Dr. Jennifer Nuzzo, an epidemiologist at the Johns Hopkins Bloomberg School of Public Health, said a switch from weekly to daily negative testing reports would help the Maine CDC stay on top of the pandemic. Maine, alone in the United States, has not been able to calculate this information, even for internal purposes, since March, with officials saying the number of outside labs reporting test data made it too difficult.

“Having daily data really helps better interpret trends and also provides data in a more timely fashion to potentially alert us to worrisome changes,” Nuzzo said, adding that it allows epidemiologists to calculate the daily positivity rate of tests performed. “This can be an early indicator that we may be headed in the wrong direction and indicates there may be something we can do to address it before it becomes a really big problem again.”

On Wednesday, Shah said officials hope to release the daily testing data “in the near future,” but that they “don’t want to rush and put out numbers only to have to correct them later.”

Maine CDC spokesman Robert Long said the changes reflect the agency’s “ongoing efforts to add information and enhance the value of data presented on the web page in ways that help the public understand and appropriately respond to the COVID-19 situation in Maine.”

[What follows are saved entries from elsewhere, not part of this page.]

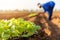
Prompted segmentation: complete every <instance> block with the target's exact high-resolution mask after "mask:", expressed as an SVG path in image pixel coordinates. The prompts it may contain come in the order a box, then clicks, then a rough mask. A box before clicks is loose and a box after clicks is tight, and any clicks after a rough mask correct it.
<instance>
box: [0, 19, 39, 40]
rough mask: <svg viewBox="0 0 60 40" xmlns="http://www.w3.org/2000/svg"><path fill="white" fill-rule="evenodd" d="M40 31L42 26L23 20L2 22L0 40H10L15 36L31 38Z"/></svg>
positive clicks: (1, 25) (5, 21) (6, 20)
mask: <svg viewBox="0 0 60 40" xmlns="http://www.w3.org/2000/svg"><path fill="white" fill-rule="evenodd" d="M39 29H40V26H37V25H36V24H34V23H32V22H30V21H25V20H23V19H22V18H17V19H15V18H12V19H10V20H0V40H8V38H10V37H15V36H18V37H19V36H20V37H29V36H32V35H33V34H34V33H35V32H36V31H37V30H39Z"/></svg>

The agency currently releases the total number of negative tests on state residents only once a week, meaning the agency can also determine a critical metric – the so-called “positivity rate” – only weekly. In epidemiology, that rate is often used to track the spread of deadly diseases in circumstances where most people can’t get tested and gives an indication of whether a testing regime is casting a wide enough net. If the positivity rate fails to shrink as testing expands, it’s a bad sign, as it indicates a lot of cases are going undetected in the community.

Maine is in the midst of a phased reopening, even though, as the Press Herald reported May 17, it missed key White House benchmarks for doing so. The statewide trend in new and active cases has been generally increasing throughout the month of May.